É muito fácil identificar “Only Murders in the Building” como a grande influência de “Bodkin”, nova série da Netflix, logo em seus primeiros momentos. A série criada por Jez Scharf, em seu primeiro grande trabalho, brinca com a saturação do mercado de podcasts de crimes ao mesmo tempo em que trata das transformações do jornalismo profissional – seria o podcaster um jornalista ou apenas um “entertainer”?
“Bodkin” tem início quando Dove (Siobhán Cullen), uma jornalista investigativa do renomado “The Guardian”, encontra uma importante fonte morta em casa. O caso vira um escândalo e, para afastá-la do burburinho dos tabloides londrinos, seu editor a envia para a pequena Bodkin, na Irlanda, onde um podcaster americano pretende “investigar” o não solucionado desaparecimento de três jovens há 25 anos.
O podcaster é Gilbert (Will Forte), que estourou com um true crime de sucesso e está em busca de sua próxima grande história. Seu perfil, boa praça, querendo se enturmar e fazer tudo pelos caminhos oficiais, contrasta imediatamente com o de Dove, uma jornalista sisuda, acostumada a investigar por conta própria, a buscar sempre as histórias marginais para contar o arco principal. Com eles ainda há Emmy (Robyn Cara), uma jovem produtora que faz o elo entre gerações e estilos distintos.
É óbvio que, quando eles começam a cavucar a história, muita coisa aparece, como se todos em Bodkin tivessem algo a esconder. É nesse momento que o impetuoso faro jornalístico de Dove de enxergar possibilidades faz a diferença, mas ela carece do carisma e do lado humano de seu novo colega.
“Bodkin”, a série, se constrói nas diferenças não apenas entre os personagens, mas também culturais. A princípio, a pequena cidade irlandesa e seus moradores são caricatos, exatamente como seriam se pedissem para alguém que nunca foi à Irlanda descrevê-los.
A caricatura, no entanto, rende boas possibilidades para explorar o humor de estadunidense ingênuo de Will Forte – com o tempo, porém, percebemos que ela está ali mais para esconder quem, de fato, são aquelas pessoas. Se Gilbert quer contar a história que seu público quer ouvir, por que não entregar a ele as caricaturas que ele quer ver?

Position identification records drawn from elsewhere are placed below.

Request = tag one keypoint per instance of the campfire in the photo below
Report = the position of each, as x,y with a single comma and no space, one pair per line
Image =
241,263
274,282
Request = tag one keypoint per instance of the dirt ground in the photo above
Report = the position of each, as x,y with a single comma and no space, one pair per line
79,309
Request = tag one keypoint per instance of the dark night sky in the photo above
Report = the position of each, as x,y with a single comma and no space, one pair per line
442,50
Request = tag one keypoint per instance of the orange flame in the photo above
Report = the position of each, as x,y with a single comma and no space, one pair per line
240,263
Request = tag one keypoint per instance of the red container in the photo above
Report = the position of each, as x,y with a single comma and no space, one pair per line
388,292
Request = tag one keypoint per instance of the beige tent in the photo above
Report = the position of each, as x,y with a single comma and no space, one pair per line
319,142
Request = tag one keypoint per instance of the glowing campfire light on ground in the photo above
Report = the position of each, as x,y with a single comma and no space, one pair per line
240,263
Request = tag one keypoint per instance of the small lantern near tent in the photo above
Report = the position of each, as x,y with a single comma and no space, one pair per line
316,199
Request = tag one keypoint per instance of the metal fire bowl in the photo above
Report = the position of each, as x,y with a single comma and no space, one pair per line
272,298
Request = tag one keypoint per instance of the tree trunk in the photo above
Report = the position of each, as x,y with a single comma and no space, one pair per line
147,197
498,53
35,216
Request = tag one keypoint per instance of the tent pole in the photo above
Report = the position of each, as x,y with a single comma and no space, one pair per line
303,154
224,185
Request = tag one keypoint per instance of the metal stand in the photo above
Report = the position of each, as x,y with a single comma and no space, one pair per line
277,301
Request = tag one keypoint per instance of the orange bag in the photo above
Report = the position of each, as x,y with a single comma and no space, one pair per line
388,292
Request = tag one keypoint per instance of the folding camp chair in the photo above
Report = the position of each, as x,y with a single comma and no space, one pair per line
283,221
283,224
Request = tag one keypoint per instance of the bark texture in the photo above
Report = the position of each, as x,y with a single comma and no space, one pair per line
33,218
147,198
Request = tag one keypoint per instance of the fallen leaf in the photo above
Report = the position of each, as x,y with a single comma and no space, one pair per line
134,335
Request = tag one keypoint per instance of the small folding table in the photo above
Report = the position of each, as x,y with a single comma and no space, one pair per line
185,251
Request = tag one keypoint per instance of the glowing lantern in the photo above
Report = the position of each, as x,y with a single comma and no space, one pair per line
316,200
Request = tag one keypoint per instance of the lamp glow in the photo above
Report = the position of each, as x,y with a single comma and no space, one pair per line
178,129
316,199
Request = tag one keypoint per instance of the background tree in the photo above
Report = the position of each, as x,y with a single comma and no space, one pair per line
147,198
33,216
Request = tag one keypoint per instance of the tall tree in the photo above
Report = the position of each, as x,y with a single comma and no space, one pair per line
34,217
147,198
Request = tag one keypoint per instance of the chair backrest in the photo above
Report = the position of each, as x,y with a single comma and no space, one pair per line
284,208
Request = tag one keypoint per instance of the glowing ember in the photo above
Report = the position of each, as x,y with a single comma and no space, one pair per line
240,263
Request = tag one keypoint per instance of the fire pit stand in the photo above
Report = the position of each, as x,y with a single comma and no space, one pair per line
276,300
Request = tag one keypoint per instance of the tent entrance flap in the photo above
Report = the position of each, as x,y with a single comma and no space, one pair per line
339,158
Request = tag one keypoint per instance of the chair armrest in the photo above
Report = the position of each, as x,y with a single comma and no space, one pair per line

O texto de “Bodkin” é esperto, inteligente, sempre indicando pistas para o mistério investigado, mas raramente subestimando a inteligência do espectador com coincidências e viradas pouco plausíveis. A série até brinca com isso no ótimo quinto episódio (de sete), quando conecta tudo o que o episódio anterior parecia usar como muleta. A montagem é ótima e ajuda na construção da narrativa, colocando o espectador ao lado do trio de protagonistas na investigação.
“Bodkin” é também uma série engraçada, com situações improváveis e algumas piadas, tanto físicas quanto de falas, que funcionam muito bem. Assim, mesmo no momento em que parece dar uma derrapada, ela garante no mínimo algumas boas risadas.
O lado mais “sério” da série está justamente em criar oposição entre o velho e o novo, entre os costumes do Velho Mundo (a Europa) apresentados a um estadunidenses, alguém que veio do Novo Mundo. Da mesma forma, com o jornalismo no centro da questão, Gilbert e Dove se desenvolvem, aprendem um com o outro, ele buscando ser mais impetuoso e ousado em sua busca pela história, já ela, aprendendo a lidar com o aspecto humano das narrativas que constrói.
Ao fim, com sete episódios e um arco fechado que possibilita novas histórias, mas sem deixar nenhum gancho da trama que conta, “Bodkin” é uma boa surpresa. A mistura de diferentes estilos de humor, a influência das narrativas modernas de “whodunit” e a compreensão de que não é preciso enganar o espectador em uma trama de mistério fazem do lançamento da Netflix uma obra bem acima da média da plataforma.